Despite the things I’d said to Jessa when she confronted me at that cafe back in February—defensive, bitter things—I wasn’t sure Jessa had broken my heart.

“That’s why you overdosed, right?” Elle said. “That’s why you went so far down the rabbit hole.”

“It wasn’t just Jessa, Elle. It was a lot of things.” I shook my head. “It was me. Overdosing… getting kicked out of the band… that was all me. In the end, it had shit all to do with her.”

But Elle just cocked her head and stared at me, a small, thoughtful frown on her pretty face, like she wasn’t sure that was true. As if it was the first untrue thing I’d said to her tonight, and she was trying to make sense of it.

“You must’ve loved her,” she said softly, her gray eyes on mine. “A lot.”

I thought about that, like I had so many times over the years, with a kind of question in my heart that I had never really been able to answer.

I knew I’d held onto that idea for a long, long time. That I’d loved Jessa; that she’d rejected me. It was part of the story I’d told myself, about myself, to make it okay to keep hurting myself.
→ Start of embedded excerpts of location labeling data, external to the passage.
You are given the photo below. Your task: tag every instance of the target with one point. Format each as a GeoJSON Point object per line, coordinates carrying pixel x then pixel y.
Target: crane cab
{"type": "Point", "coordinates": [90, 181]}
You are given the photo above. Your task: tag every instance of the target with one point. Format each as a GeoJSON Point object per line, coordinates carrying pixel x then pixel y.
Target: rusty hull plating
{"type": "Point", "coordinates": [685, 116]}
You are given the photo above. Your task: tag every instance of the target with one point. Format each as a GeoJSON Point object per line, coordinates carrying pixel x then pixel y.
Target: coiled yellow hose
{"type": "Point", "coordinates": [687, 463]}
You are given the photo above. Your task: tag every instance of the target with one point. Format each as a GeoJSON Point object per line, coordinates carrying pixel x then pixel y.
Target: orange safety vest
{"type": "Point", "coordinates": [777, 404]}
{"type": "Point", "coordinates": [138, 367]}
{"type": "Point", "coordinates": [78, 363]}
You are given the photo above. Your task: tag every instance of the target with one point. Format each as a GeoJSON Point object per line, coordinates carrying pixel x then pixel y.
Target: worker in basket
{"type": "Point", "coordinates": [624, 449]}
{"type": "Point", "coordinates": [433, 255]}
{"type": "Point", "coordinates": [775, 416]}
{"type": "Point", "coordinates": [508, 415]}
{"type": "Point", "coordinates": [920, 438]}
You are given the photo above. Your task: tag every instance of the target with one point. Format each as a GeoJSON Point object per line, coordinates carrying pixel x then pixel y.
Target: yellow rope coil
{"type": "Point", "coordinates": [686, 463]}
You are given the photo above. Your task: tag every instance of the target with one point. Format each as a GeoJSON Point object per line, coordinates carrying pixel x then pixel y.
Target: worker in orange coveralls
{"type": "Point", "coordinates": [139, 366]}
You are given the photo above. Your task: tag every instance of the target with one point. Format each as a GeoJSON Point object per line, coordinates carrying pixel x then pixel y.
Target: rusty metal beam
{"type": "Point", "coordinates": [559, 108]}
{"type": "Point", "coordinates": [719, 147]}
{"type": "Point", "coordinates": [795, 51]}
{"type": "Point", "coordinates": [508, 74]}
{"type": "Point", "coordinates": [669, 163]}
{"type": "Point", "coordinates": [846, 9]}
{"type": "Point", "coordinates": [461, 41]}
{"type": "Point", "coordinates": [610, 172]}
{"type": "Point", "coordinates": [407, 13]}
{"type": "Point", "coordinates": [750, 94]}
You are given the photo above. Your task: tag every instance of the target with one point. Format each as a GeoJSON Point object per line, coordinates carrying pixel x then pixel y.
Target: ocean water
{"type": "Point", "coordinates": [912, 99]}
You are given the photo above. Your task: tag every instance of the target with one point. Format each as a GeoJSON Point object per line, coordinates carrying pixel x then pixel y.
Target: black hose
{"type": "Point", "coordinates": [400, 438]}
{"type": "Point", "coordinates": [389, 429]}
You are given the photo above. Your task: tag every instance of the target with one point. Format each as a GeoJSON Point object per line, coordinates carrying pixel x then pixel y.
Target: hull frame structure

To fuel the bitterness and resentment I still felt toward her for abandoning me, toward the band for abandoning me; a bitterness I’d only managed to truly put behind me this year. After they left me again—and I decided to put the past to rest.

To let it go.

It was a new day. I was a new man.

But it wasn’t that simple, was it?

You could stop using drugs and get clean, but you couldn’t just wipe the slate clean and leave it all behind. Not when it had all become a part of you, changed you, shaped the whole new you that you believed you’d become.

All the pain I’d been through would always be a part of me, etched into me, along with all the mistakes, the regrets. If for no other reason than to inform the choices I made going forth. So that, hopefully, I would never make those same mistakes again.

In life… or in love.

“I must have,” I said, finally.

But the truth of it, the truth I was most ashamed of, was that I didn’t wholly remember.